As I prepare for the gala reception in Washington DC where the Top 100 Global Thinkers are being honored, I am reminded that I am about to turn 40 this winter. There are two things I wish for on that occasion that would help my work.
I was born on January 21, 1972, on a Friday under the full moon, 17 minutes into the sign of Aquarius. The next January 21, in 2012, is a Saturday that also marks my fortieth birthday.
This amuses me quite a bit, seeing how much I have managed to accomplish in the six years since I started the first Pirate Party, and considering I have at least forty more years of work still ahead. Sometimes, I try to imagine what I will have done in another six years, or in the next twenty. But the truth is that things are moving at a rapidly accelerating pace and surprise me too — everything is happening in roughly the same order that I had anticipated, but much, much faster. Still, I see how I can use my name and my work to keep pushing it in the right direction, and I keep doing so.
So for my 40th birthday, there are two presents that I wish for. Neither is givable by ordinary people or activists. But they are well within reach from people inside organizations who would like to see me succeed in what I am doing, and who want to give me a little nudge in that direction. One of these two things costs a lot of money, the other one doesn’t.
The first thing is an honorary doctorate. Like many trailblazers before me, I am a college drop-out. When I go up in battle against people of the old guard who justify the privileges of the monopoly nobilities, they have been following the beaten path and therefore have a “Dr.” in front of their name by this age. While this is not too important in the Nordic countries, it carries great weight elsewhere. Many universities who fight for the right of ideas and knowledge to flourish have the ability to level the playing field here, in the favor of freedom of information and ideas — especially universities in Brazil and India, seeing how I fight against informational neocolonialism that hits those countries among the hardest.

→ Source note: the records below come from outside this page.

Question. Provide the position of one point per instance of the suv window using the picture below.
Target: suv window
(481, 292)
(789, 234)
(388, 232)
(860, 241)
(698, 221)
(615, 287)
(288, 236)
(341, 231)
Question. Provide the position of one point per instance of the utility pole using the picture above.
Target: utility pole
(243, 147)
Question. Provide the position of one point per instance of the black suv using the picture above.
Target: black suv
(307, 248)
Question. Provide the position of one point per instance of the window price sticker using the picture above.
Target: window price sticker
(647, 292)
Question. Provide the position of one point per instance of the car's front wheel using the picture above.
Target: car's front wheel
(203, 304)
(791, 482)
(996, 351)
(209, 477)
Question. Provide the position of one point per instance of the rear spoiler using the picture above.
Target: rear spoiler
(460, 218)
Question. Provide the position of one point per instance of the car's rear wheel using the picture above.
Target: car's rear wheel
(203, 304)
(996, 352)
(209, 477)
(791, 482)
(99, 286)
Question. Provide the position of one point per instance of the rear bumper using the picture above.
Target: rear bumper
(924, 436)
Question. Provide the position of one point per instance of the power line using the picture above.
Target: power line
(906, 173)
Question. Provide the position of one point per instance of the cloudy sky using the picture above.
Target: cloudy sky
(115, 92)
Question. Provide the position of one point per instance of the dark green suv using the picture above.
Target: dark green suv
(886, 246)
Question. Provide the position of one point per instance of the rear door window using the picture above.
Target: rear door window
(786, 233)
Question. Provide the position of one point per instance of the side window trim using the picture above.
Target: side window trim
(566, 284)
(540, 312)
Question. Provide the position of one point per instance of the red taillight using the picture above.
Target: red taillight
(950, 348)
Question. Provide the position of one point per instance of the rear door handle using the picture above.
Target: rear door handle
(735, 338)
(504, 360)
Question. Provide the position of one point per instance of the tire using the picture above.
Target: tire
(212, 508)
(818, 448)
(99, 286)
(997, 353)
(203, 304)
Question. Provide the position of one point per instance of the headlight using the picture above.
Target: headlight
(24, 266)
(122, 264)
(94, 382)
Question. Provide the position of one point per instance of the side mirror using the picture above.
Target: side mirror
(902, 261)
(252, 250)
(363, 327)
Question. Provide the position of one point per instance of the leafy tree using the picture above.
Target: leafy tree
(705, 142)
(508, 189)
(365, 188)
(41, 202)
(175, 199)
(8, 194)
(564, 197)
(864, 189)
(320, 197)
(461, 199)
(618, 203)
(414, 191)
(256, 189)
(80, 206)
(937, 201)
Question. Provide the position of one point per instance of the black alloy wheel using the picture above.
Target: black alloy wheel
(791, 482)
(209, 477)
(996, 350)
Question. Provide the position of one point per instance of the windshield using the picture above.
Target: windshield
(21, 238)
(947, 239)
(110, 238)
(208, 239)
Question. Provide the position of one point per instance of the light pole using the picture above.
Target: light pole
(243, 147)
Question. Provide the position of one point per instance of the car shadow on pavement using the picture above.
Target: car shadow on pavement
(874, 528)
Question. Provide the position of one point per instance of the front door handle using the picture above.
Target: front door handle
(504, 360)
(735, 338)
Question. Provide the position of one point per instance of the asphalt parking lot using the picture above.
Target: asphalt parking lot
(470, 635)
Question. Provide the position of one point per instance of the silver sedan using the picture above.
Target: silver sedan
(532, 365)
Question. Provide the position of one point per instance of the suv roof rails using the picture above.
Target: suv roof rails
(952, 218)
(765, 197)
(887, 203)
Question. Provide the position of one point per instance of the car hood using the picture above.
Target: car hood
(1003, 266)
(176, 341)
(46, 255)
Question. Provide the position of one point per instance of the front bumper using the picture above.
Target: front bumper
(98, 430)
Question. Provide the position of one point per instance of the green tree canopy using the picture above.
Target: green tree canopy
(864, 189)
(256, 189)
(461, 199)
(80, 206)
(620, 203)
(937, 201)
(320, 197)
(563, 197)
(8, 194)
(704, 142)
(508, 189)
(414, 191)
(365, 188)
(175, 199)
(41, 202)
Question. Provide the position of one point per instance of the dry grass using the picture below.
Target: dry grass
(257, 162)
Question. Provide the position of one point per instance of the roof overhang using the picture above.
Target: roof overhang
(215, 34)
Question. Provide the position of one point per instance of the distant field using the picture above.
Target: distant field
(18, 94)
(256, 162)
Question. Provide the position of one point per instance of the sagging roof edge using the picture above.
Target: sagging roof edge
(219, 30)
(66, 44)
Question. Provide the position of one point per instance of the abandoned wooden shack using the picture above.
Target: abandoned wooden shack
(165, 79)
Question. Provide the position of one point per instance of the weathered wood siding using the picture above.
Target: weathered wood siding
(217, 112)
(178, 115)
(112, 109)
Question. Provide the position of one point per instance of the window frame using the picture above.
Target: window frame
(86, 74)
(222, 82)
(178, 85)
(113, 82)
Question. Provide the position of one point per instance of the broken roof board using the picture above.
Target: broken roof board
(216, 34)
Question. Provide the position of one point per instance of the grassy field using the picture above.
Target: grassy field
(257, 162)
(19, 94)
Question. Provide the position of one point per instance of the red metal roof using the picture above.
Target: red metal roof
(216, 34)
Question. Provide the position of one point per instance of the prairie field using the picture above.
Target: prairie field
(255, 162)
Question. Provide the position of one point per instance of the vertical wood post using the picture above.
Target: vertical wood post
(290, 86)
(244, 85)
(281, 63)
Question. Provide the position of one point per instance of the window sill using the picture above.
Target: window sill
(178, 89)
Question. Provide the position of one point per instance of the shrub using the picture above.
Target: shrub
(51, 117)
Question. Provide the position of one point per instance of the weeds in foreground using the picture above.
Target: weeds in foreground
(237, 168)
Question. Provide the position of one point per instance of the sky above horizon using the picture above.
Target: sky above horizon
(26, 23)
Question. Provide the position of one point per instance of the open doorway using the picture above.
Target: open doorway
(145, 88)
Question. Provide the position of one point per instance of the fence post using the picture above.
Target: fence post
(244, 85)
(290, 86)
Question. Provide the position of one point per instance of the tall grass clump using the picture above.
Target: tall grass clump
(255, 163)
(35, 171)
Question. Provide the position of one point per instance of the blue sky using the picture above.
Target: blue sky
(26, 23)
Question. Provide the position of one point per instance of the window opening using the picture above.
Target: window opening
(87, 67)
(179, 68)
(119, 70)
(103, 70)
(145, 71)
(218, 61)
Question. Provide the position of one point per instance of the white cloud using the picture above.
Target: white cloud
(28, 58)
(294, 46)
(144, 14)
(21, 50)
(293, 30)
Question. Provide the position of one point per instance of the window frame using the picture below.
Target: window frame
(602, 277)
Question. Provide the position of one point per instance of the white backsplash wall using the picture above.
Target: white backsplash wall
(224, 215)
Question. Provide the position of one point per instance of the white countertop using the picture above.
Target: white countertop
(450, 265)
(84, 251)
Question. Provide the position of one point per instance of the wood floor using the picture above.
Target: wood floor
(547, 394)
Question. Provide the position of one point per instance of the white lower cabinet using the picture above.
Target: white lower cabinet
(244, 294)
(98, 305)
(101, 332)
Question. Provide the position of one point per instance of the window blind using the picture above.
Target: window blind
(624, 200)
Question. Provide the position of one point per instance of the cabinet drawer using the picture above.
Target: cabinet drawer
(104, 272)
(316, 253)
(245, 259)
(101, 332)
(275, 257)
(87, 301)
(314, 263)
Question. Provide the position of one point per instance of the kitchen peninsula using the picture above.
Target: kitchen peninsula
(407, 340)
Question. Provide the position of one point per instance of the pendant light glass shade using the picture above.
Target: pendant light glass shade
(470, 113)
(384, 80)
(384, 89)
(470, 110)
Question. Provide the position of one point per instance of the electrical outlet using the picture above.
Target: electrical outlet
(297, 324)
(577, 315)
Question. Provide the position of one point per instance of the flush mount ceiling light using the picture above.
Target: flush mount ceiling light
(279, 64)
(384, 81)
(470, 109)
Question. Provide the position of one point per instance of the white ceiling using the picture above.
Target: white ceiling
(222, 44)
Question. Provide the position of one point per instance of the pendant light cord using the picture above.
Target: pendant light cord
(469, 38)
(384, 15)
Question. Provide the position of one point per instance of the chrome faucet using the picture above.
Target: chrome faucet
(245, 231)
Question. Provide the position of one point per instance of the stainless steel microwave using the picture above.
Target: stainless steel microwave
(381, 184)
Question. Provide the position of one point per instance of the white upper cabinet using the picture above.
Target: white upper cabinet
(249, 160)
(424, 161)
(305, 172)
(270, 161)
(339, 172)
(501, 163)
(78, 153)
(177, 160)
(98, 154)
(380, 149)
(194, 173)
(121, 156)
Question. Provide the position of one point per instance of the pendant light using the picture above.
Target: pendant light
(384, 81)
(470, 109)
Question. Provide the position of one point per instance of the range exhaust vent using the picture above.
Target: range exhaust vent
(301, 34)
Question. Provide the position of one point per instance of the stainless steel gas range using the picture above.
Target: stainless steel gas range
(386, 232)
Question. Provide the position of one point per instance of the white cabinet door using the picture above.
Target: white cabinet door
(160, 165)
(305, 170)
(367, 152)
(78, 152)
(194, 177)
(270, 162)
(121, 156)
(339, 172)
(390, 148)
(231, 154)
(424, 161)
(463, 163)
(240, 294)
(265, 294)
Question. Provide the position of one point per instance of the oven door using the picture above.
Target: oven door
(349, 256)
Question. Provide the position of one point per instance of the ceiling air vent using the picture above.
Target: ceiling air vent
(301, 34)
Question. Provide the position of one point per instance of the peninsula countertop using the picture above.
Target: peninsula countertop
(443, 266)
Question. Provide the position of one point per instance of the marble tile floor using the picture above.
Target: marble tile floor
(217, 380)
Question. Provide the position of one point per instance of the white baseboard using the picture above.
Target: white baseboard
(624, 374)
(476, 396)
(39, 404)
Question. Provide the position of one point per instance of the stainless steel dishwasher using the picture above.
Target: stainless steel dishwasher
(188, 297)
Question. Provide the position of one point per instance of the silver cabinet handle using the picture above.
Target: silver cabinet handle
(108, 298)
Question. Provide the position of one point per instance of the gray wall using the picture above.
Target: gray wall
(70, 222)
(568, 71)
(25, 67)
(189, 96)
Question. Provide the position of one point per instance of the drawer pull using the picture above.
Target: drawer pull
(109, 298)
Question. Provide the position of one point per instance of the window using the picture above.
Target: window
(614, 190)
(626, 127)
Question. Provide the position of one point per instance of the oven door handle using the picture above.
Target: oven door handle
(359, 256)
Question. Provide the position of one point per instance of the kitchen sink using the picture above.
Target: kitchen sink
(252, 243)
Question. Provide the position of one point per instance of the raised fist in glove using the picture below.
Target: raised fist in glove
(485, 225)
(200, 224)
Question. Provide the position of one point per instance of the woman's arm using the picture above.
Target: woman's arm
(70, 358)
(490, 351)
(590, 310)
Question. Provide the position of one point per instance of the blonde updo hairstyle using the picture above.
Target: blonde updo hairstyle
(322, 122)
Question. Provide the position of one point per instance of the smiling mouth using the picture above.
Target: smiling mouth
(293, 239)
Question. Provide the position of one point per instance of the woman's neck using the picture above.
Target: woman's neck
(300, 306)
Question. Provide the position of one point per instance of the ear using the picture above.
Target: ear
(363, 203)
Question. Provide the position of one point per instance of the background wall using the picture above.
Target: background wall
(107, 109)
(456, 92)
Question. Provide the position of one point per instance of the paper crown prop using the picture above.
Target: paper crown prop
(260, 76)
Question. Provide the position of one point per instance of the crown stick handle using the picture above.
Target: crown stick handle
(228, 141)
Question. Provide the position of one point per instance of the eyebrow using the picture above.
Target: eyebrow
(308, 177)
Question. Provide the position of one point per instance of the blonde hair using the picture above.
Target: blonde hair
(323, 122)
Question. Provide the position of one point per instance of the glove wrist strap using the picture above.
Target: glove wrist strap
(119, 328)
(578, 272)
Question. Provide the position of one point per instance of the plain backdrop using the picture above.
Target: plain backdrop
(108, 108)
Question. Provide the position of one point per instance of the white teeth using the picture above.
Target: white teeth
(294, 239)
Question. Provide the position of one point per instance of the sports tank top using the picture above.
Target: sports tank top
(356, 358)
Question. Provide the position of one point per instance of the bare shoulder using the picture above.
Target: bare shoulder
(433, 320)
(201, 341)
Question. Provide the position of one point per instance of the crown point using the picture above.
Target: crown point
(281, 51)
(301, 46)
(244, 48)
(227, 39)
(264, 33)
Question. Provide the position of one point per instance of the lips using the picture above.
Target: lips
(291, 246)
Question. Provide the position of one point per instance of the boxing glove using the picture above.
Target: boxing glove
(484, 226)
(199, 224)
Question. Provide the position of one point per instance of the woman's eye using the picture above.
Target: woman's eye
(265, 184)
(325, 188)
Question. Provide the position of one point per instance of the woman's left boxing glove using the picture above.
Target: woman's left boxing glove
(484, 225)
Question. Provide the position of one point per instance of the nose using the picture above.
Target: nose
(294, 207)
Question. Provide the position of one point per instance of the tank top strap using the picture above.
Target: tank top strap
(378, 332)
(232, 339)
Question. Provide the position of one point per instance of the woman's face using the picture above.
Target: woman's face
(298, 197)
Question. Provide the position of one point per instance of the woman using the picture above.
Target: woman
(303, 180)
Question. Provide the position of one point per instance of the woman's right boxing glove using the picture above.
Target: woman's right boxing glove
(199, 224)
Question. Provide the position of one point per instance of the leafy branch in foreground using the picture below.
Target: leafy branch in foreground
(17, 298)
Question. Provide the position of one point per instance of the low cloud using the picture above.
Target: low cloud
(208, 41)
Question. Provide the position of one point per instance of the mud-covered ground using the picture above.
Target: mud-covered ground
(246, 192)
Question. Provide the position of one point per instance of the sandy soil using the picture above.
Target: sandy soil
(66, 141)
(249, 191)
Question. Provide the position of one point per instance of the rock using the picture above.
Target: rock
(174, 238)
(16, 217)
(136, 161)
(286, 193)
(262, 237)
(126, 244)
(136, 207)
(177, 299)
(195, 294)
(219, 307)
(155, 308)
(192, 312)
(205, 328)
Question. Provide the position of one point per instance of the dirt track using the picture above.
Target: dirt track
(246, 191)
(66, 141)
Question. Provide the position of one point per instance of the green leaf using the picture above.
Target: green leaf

But of course, such an honor would not just be political play. That would be a devaluing of and a disrespect to the title. Rather, seeing my contributions to the world so far, I hope I have contributed in a marked way to the world’s collective thinking to match that of other people carrying the title, well clearing the bar. The attention I have received in my efforts to change the world (as well as the successes thereof) would then be the second level of justification.
The second thing is financial independence. Again, this is out of reach for ordinary people, but there are many who would benefit from letting me loose and not having to worry about food and rent in the future, but being able to worrilessly focus on freeing the world’s knowledge and culture for the rest of my life. Again, governmental agencies and large players in Brazil and India spring to mind, but seeing the geopolitical landscape, there are also many organizations in Russia or the Arab world and a few other places where this would be — frankly — a very good geopolitical investment.
Currently, I am getting by on an assistant’s paycheck from the European Parliament. The amount of money I would need to support myself and my work for the rest of my life is on the order of five million euros. (Seeing the current turbulence of the euro, and needing that amount to survive for fifty years, quite a bit of it would be channeled into diversification just to safeguard its survival.) This would unchain me completely. While I have done a lot in six years while dependent on the good will of key other people, I could progress with even less fear of the status quo if unchained.
Finally, for activists and other people without access to such resources, who just want to say hi on my 40th birthday, it is on January 21 of next year.